On aurait aimé s'embraser pour ce film, brûler d'admiration devant cette illustration de la vie d'une caserne de pompiers, tant sont grandes l'estime et la gratitude vouées à ce corps de métier, à ces soldats qui rejoignent celles et ceux qu'ils secourent au cœur du trauma...
Malheureusement, en accord avec le triste adage, trop souvent vérifié, selon lequel "Trop de ... tue...", ici, trop d'admiration tue l'admiration. En effet, la galerie de portraits brossés par Pierre Jolivet campe une série de soldats du feu tellement héroïsés que, au lieu de susciter l'adhésion pâmée du spectateur, elle provoque plutôt une forme de décrochage. Pourtant, différentes intrigues sont sagement entremêlées, à la faveur des diverses interventions ou enquêtes.

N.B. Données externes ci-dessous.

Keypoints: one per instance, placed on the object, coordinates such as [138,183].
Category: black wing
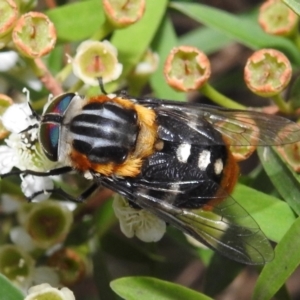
[238,127]
[222,225]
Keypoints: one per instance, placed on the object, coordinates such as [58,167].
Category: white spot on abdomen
[183,152]
[218,166]
[204,160]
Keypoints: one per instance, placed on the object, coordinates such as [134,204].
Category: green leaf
[164,41]
[147,288]
[272,215]
[276,273]
[78,20]
[133,41]
[8,291]
[207,39]
[222,268]
[281,177]
[240,28]
[294,5]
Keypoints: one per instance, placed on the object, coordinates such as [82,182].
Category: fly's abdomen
[104,132]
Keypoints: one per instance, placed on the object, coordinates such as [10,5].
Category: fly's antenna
[101,85]
[34,114]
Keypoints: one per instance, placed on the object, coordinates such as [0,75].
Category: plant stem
[219,98]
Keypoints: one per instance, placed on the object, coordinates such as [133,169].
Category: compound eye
[49,133]
[49,139]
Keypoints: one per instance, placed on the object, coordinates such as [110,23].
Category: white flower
[46,291]
[45,274]
[22,149]
[9,204]
[96,59]
[32,184]
[18,117]
[139,222]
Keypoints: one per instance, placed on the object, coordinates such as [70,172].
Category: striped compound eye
[49,133]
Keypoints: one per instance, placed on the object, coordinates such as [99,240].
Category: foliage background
[228,32]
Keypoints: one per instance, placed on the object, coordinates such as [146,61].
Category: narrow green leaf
[222,268]
[276,273]
[128,41]
[78,20]
[164,41]
[294,5]
[8,291]
[147,288]
[281,177]
[244,30]
[272,215]
[207,39]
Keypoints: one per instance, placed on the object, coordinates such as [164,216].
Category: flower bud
[142,72]
[34,35]
[70,266]
[48,223]
[45,291]
[95,59]
[277,18]
[9,15]
[267,72]
[124,13]
[187,68]
[16,265]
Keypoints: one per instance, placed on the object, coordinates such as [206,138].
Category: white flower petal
[18,117]
[8,159]
[45,274]
[32,184]
[9,204]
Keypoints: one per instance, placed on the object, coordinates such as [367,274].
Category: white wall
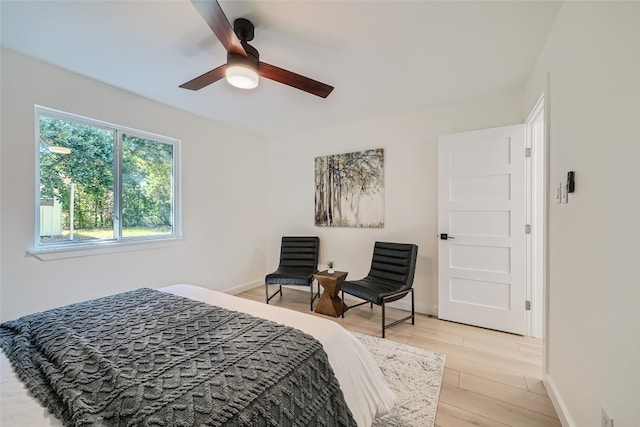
[593,57]
[222,183]
[410,173]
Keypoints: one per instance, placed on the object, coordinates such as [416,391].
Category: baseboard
[244,287]
[403,304]
[558,402]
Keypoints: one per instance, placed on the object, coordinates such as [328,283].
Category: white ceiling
[382,57]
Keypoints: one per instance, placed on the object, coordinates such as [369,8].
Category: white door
[481,209]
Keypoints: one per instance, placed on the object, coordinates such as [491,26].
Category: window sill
[60,252]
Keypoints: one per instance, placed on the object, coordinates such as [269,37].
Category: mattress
[363,385]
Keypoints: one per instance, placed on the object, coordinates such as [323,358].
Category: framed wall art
[350,189]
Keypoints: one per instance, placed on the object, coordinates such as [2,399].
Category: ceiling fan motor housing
[252,60]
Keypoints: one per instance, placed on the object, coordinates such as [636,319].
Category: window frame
[68,249]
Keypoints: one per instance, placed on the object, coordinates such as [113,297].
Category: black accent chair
[298,264]
[390,278]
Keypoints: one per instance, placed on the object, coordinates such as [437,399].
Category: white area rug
[414,375]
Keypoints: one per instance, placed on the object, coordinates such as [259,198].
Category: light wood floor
[490,378]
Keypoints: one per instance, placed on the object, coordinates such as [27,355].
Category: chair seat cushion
[372,290]
[291,276]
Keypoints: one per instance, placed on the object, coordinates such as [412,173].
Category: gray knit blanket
[148,358]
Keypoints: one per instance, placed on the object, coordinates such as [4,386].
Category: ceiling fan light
[242,76]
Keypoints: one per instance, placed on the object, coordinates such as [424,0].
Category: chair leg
[383,313]
[317,295]
[266,291]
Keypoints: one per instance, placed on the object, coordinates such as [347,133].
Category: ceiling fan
[243,66]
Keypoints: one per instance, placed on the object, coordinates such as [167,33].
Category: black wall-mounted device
[571,183]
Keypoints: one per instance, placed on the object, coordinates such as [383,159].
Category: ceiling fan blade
[212,13]
[206,79]
[289,78]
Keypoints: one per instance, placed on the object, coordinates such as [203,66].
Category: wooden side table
[330,303]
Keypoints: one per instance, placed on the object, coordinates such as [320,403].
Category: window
[99,183]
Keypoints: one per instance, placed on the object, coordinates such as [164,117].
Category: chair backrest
[394,264]
[299,251]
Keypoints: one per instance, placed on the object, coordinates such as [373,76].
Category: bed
[360,381]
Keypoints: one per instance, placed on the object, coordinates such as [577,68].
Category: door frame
[536,207]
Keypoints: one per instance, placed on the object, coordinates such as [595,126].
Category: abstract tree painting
[350,189]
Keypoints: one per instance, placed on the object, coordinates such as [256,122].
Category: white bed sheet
[362,382]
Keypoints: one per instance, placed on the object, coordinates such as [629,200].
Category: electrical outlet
[607,421]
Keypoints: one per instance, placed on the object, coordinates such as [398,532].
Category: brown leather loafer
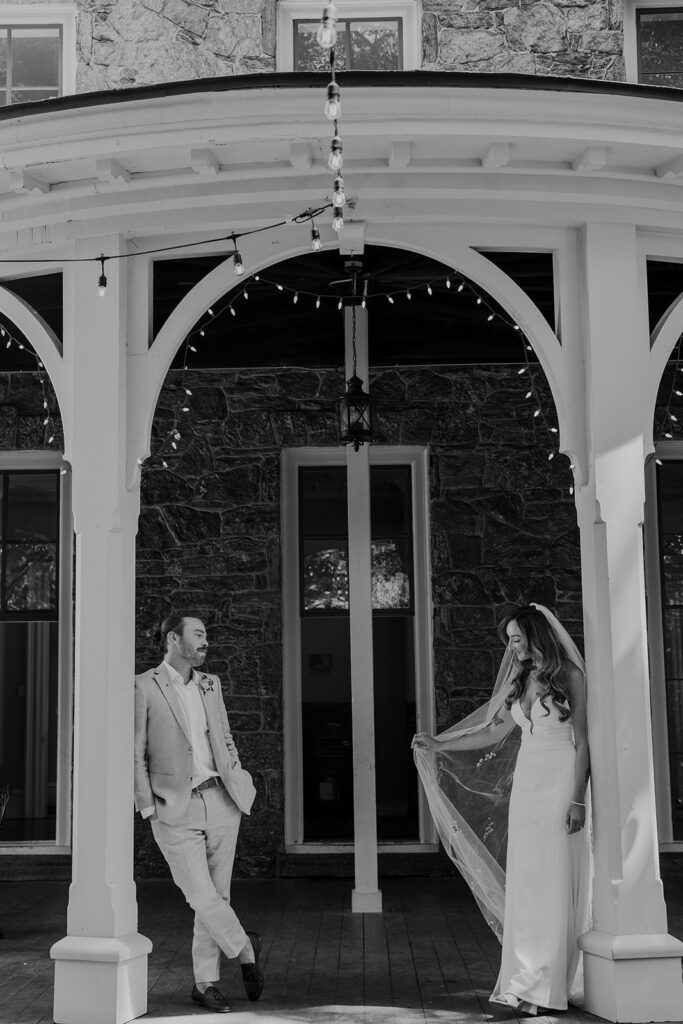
[211,999]
[252,974]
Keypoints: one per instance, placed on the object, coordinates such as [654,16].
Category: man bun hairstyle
[174,623]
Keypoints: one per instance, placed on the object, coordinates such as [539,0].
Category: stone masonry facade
[123,43]
[503,530]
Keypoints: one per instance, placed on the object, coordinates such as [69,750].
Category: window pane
[671,547]
[660,47]
[31,577]
[32,507]
[4,50]
[325,576]
[309,55]
[35,58]
[376,45]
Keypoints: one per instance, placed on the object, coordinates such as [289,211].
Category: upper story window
[30,62]
[659,35]
[37,51]
[373,35]
[363,44]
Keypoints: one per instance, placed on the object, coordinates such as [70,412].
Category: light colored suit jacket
[163,748]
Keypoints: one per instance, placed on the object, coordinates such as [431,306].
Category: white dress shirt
[204,765]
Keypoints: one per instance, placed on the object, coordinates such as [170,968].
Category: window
[659,34]
[37,51]
[35,651]
[30,62]
[378,35]
[363,44]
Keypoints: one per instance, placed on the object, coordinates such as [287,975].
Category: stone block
[458,49]
[233,35]
[8,420]
[539,27]
[230,487]
[188,524]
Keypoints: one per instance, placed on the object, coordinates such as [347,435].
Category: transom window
[30,62]
[372,35]
[659,42]
[29,545]
[363,44]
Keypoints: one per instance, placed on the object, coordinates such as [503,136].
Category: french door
[319,747]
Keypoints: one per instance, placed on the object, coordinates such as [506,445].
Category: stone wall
[124,43]
[503,531]
[580,38]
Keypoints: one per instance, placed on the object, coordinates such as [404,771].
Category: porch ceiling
[246,151]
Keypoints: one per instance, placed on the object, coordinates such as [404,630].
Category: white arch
[45,343]
[664,338]
[152,368]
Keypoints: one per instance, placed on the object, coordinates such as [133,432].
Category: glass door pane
[670,478]
[326,679]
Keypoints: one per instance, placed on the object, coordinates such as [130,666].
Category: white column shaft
[632,965]
[100,966]
[367,896]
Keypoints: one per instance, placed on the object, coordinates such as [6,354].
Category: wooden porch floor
[428,958]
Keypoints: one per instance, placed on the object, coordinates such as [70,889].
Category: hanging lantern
[354,415]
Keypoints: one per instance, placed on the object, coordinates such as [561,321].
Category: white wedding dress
[548,872]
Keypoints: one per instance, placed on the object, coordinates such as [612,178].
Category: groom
[183,754]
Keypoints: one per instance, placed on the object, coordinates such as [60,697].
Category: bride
[507,788]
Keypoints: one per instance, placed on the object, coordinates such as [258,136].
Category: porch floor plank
[428,958]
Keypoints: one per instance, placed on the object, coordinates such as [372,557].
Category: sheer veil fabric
[468,791]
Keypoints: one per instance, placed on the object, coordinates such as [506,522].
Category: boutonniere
[206,684]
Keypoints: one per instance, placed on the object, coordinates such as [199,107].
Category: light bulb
[101,281]
[327,34]
[338,195]
[335,160]
[333,104]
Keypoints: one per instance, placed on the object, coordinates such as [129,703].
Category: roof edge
[356,79]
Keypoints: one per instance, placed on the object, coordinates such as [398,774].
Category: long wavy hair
[540,635]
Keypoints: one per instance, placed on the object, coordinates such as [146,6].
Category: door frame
[417,457]
[36,461]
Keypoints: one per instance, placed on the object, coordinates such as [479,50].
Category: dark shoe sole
[252,974]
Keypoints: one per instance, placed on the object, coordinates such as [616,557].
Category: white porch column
[366,897]
[632,965]
[100,966]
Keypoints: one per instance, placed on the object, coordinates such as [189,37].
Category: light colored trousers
[200,851]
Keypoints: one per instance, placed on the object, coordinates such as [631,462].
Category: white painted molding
[24,181]
[112,171]
[35,14]
[300,156]
[204,162]
[293,10]
[594,158]
[401,154]
[498,155]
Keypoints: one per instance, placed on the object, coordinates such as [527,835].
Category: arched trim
[152,368]
[45,343]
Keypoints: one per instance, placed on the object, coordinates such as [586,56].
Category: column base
[633,978]
[100,981]
[367,902]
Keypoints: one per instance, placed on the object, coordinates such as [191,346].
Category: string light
[101,281]
[333,103]
[338,194]
[327,34]
[336,160]
[238,265]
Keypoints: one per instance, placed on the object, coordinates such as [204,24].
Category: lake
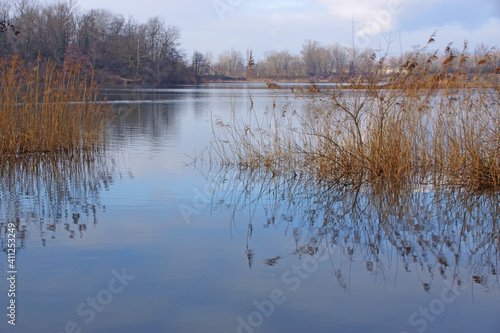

La plus intéressante d'entre elles concerne sans doute le jeune pyromane, adolescent autrefois adopté, et l'étrange rituel d'exorcisme que lui propose le chef des pompiers, intense Roschdy Zem au regard plus charbonneux que jamais.
Mais les différentes figures sont trop parfaites jusque dans leurs imperfections : une faute professionnelle, aussitôt assumée, est accompagnée de trop de remords et de démarches de réparation ; le super-pompier, revenant épuisé d'une chaude intervention, parvient encore à honorer son épouse en mal d'enfant, dans la "fenêtre" propice à une fécondation ; l'odieux collègue finit par confesser ses torts, ses incapacités, et tous les conflits levés dans le déroulement du film se résolvent dans un sourire, voire un éclat de rire...
Il n'en reste pas moins que ce dernier opus en date de Pierre Jolivet a le mérite de porter son regard sur un groupe social insuffisamment au cœur des caméras et d'exposer clairement toute l'étendue et la difficulté de son champ d'action. Mais on se surprend à désirer qu'un documentaire s'empare un jour de ce sujet, pour y faire flamboyer toute l'humaine complexité et entraîner véritablement le spectateur au cœur de l'enfer du feu.